2. Konektor adalah sambungan posisi yang terhubung ke rangkaian elektronik. Komponen ini terdiri dari dua bagian, yaitu plug-in dan konektor. Secara umum, ini bisa dipisahkan sepenuhnya. Hal yang sama antara saklar dan konektor terletak pada kontak melalui pasangan kontaknya. Perubahan keadaan adalah untuk mewujudkan tujuan konversi rangkaian yang terhubung, dan perbedaan utamanya adalah konektor hanya memiliki dua tahap penyisipan dan pelepasan, saklar dapat melakukan konversi rangkaian pada tubuhnya, dan konektor tidak dapat melakukan konversi pada badan. Konversi, terdapat korespondensi tetap antara pasangan kontak konektor, oleh karena itu, konektor juga dapat disebut konektor.
3. Terminal block, nama Inggrisnya adalah Terminal (terminal). Ini adalah produk aksesori yang digunakan untuk mewujudkan koneksi listrik, yang secara industri dibagi ke dalam kategori konektor. Blok terminal digunakan untuk memudahkan penghubungan kabel. Sebenarnya ini adalah sepotong logam yang disegel dalam plastik isolasi, dengan lubang di kedua ujungnya untuk memasang kabel. Blok terminal dapat dibagi menjadi blok terminal WUK, seri blok terminal Eropa, seri blok terminal plug-in, dan lain-lain.
2. Perbedaan aplikasi praktis
Konektor listrik, yang disebut konektor, juga disebut konektor. Komponen ini merupakan subdivisi dari komponen elektronik dan terutama digunakan untuk menghubungkan antar rangkaian. Dalam produksi industri, sambungan jalur dapat dikatakan sangat umum, sehingga cakupan penggunaan konektor tentu sangat luas, dan digunakan di berbagai industri.
Konektor dibagi menjadi banyak kategori, seperti konektor persegi panjang, konektor lingkaran, konektor bertingkat, dan lain-lain. Blok terminal adalah jenis konektor yang umumnya termasuk dalam konektor persegi panjang. Ruang lingkup penggunaan blok terminal juga relatif sederhana, umumnya digunakan di bidang elektronika dan listrik, untuk sambungan internal dan eksternal papan sirkuit PCB, papan cetak, dan kabinet distribusi daya.
Penggunaan blok terminal semakin meningkat, dan semakin banyak jenisnya. Saat ini, selain terminal papan PCB, terdapat terminal perangkat keras, terminal mur, terminal pegas, dan lain-lain, yang paling banyak digunakan. Di industri listrik, terdapat blok terminal khusus dan kotak terminal, semuanya berupa blok terminal, satu lapis, dan dua lapis. , arus, tegangan, biasa, mudah pecah, dll.
3. Membedakan dari ruang lingkup atribusi
1. "Connector = connector" adalah kategori pertama, dan blok terminal hanyalah salah satu dari kategori "connector". Konektor adalah sambungan antara kabel dan kabel; Konektor adalah sambungan antara kabel dan papan serta kotak.
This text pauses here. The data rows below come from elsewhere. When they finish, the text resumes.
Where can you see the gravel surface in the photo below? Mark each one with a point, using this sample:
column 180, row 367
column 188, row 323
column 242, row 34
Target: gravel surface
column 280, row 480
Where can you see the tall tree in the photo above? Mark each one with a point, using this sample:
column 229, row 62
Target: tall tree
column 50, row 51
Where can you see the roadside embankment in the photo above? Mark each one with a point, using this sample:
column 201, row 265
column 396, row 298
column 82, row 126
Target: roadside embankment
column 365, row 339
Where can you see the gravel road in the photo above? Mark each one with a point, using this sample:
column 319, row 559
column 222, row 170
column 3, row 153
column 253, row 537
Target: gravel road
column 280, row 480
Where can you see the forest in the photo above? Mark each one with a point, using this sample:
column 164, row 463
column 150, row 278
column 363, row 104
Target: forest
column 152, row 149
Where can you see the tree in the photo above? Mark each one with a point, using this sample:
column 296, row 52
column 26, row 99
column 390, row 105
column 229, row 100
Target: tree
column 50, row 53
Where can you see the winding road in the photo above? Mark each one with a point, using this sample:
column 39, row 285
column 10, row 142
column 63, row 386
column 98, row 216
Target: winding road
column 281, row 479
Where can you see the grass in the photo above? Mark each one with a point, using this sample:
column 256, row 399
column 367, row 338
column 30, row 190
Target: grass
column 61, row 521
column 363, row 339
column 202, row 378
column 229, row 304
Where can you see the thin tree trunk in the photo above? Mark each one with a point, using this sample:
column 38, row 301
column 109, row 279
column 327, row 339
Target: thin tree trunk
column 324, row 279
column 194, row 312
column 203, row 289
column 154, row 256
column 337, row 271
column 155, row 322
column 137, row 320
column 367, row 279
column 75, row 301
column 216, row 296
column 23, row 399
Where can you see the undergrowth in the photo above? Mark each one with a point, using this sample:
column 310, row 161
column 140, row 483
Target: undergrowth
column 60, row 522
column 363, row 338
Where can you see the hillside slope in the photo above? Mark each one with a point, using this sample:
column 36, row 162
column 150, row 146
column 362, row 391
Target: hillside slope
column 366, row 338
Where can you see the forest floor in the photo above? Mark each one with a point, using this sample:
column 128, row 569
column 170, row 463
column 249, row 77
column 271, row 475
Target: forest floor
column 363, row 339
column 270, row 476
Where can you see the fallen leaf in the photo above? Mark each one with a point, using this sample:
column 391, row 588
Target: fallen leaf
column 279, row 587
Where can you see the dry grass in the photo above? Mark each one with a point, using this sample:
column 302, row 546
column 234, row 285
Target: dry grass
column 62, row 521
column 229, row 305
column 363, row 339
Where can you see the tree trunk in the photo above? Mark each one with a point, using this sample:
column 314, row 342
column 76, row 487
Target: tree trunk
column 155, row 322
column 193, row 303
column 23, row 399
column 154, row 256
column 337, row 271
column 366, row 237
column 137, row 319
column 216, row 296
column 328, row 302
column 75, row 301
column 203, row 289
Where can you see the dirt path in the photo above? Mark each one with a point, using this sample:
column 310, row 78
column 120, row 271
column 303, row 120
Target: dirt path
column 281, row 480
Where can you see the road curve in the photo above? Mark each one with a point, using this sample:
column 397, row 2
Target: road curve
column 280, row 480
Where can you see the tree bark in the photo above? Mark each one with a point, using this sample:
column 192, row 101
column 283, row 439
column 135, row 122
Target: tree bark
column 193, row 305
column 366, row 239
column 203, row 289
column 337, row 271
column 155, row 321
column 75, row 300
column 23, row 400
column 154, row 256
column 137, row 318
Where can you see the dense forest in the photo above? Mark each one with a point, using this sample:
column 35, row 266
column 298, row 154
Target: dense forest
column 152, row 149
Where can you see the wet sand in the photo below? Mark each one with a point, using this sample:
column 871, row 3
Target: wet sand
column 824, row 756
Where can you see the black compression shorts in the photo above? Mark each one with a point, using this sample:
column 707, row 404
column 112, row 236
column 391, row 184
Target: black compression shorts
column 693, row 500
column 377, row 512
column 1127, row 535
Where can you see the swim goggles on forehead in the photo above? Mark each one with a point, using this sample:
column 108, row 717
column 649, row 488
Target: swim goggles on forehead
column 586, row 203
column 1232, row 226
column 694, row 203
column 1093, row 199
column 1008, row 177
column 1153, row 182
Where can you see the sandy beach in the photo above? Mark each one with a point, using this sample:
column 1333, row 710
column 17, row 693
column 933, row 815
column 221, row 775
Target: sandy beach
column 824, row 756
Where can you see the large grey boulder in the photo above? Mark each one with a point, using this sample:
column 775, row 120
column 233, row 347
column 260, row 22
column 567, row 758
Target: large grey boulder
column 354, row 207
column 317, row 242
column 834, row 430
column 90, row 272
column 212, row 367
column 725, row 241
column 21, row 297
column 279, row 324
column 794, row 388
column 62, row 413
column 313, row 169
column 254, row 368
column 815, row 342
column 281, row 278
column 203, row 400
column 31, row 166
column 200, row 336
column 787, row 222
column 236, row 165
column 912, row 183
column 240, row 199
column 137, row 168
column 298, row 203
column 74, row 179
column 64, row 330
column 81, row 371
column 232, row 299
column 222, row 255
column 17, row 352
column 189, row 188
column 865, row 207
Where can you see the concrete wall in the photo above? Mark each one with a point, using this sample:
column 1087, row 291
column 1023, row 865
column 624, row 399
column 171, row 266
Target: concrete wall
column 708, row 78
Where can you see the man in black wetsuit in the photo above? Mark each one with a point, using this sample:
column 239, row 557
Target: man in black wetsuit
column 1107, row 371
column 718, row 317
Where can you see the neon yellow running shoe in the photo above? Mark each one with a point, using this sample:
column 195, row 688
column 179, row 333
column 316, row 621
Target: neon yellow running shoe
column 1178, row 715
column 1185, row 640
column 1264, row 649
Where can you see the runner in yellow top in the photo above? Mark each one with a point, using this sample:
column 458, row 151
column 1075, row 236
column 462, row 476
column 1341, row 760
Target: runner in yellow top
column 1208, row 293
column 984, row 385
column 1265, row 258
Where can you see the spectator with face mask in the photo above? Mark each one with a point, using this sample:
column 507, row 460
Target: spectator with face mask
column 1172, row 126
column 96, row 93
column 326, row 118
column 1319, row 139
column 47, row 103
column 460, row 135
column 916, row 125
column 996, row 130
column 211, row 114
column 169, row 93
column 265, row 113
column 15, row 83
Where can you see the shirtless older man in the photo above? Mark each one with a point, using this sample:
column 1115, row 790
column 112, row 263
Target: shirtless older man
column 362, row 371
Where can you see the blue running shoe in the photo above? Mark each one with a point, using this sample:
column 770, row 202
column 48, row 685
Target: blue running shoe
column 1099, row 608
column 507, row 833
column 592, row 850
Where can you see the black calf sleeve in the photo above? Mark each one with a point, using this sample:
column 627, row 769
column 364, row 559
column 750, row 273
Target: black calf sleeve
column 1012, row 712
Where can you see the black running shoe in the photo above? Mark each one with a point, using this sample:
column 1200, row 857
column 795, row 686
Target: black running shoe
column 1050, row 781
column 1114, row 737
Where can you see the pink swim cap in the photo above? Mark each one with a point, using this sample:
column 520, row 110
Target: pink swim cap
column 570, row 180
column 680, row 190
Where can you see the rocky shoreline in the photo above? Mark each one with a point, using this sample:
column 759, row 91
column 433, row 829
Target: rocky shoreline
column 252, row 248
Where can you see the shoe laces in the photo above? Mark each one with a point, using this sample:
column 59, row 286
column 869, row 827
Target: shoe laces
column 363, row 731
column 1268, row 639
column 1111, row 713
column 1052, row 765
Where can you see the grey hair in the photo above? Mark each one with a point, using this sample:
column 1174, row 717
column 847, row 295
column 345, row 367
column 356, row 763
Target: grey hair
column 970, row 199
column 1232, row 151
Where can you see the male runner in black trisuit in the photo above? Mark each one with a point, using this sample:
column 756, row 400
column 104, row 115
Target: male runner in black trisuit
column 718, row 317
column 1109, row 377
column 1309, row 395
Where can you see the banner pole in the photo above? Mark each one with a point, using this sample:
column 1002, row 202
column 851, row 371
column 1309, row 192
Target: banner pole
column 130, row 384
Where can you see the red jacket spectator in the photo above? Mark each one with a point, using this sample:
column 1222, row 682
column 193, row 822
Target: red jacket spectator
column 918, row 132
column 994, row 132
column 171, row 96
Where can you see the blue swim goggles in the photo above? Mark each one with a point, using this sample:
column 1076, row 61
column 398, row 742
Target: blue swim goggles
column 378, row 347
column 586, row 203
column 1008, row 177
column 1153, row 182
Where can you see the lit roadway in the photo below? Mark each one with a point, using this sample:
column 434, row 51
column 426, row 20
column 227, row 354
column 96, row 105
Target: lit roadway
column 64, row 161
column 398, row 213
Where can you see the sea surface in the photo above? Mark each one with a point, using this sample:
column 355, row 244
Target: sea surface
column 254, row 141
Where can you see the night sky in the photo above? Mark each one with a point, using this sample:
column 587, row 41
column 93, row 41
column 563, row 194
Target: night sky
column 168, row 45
Dalam aplikasi praktis, mereka sering diklasifikasikan ke dalam satu kategori.
2. Terminal merupakan bagian dari konektor. Konektor adalah istilah umum. Faktanya, konektor umum yang biasanya kita lihat biasanya terdiri dari dua bagian: housing dan terminal. Rumah utamanya terbuat dari plastik, yang berperan sebagai pelindung, dan terminalnya terbuat dari logam yang berperan sebagai konduktif.
3. Di bidang kelistrikan dan kelistrikan:
Konektor, konektor, dan konektor adalah produk yang sama. Dalam istilah awam, ini adalah jenis hal yang bisa dengan cepat dihubungkan dengan memasukkan atau memutar kepala pria dan wanita tanpa alat.
Terminal, dalam istilah mudah, adalah jenis alat yang membutuhkan alat, seperti obeng dan tang cold press, untuk menghubungkan dua hal bersama. Umumnya digunakan untuk input dan output daya. Nama bahasa Inggrisnya adalah Terminal (terminal).
Secara umum, "konektor", "terminal", dan "konektor" adalah bentuk aplikasi yang berbeda yang termasuk dalam konsep yang sama, dan dinamai sesuai dengan aplikasi praktis yang berbeda.